History of Art students may be interested in ‘The Body Extended’ exhibition currently showing at the Henry Moore Institute.
Comprised of a series of sculptural pieces, the exhibition concerns itself with distortions, reconfigurations and morphings of the human form in the face of military casualties. The implicit debate underlying this series of broken bodies: to what degree is personhood fashioned by physical identity? How far can a human figure be altered before it ceases to be itself? And can it ever be restored?
To be physically bludgeoned, the exhibition collectively suggests, is to be psychologically and socially bludgeoned – where men have been physically diminished, hewn or truncated by modern warfare, rendered mere approximations of their former selves, their concept of self cannot help but be similarly blown to smithereens.

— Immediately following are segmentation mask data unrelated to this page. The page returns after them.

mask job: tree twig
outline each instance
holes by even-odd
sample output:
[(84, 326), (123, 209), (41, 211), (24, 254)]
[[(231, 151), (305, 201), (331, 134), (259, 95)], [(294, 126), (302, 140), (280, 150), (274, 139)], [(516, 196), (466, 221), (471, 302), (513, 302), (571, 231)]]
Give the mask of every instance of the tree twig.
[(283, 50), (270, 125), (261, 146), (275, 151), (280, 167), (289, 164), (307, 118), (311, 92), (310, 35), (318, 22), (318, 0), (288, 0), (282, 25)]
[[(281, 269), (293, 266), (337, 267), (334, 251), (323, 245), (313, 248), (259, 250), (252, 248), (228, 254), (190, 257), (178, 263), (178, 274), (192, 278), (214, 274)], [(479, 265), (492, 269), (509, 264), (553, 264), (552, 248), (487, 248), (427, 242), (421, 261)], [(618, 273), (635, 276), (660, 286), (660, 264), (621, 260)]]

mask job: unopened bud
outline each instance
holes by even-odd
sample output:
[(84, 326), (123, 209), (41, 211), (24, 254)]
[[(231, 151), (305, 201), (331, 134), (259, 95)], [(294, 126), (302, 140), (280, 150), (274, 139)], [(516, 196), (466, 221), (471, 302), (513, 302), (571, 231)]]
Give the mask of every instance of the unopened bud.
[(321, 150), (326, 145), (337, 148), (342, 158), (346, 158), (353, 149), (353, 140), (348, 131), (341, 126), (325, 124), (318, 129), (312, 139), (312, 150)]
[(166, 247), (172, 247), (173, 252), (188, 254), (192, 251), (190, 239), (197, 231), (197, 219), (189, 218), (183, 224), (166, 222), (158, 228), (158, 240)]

Attempts to resolve this identity crisis often serve only to trigger another; to seek relief in false appendages and prosthetics is, for Fritz Lang’s Metropolis, to become part of a larger, industrialised body and to drive the idiosyncrasies of human identity into the remoteness of mechanised abstraction. Hence why Epstein’s Torso in Metal resembles more a suit of armour than its flesh-and-blood human analogue – where metal is soldered to man, such body modifications yield only anthropomorphic robots, one in a long production line of endlessly refined prototypes.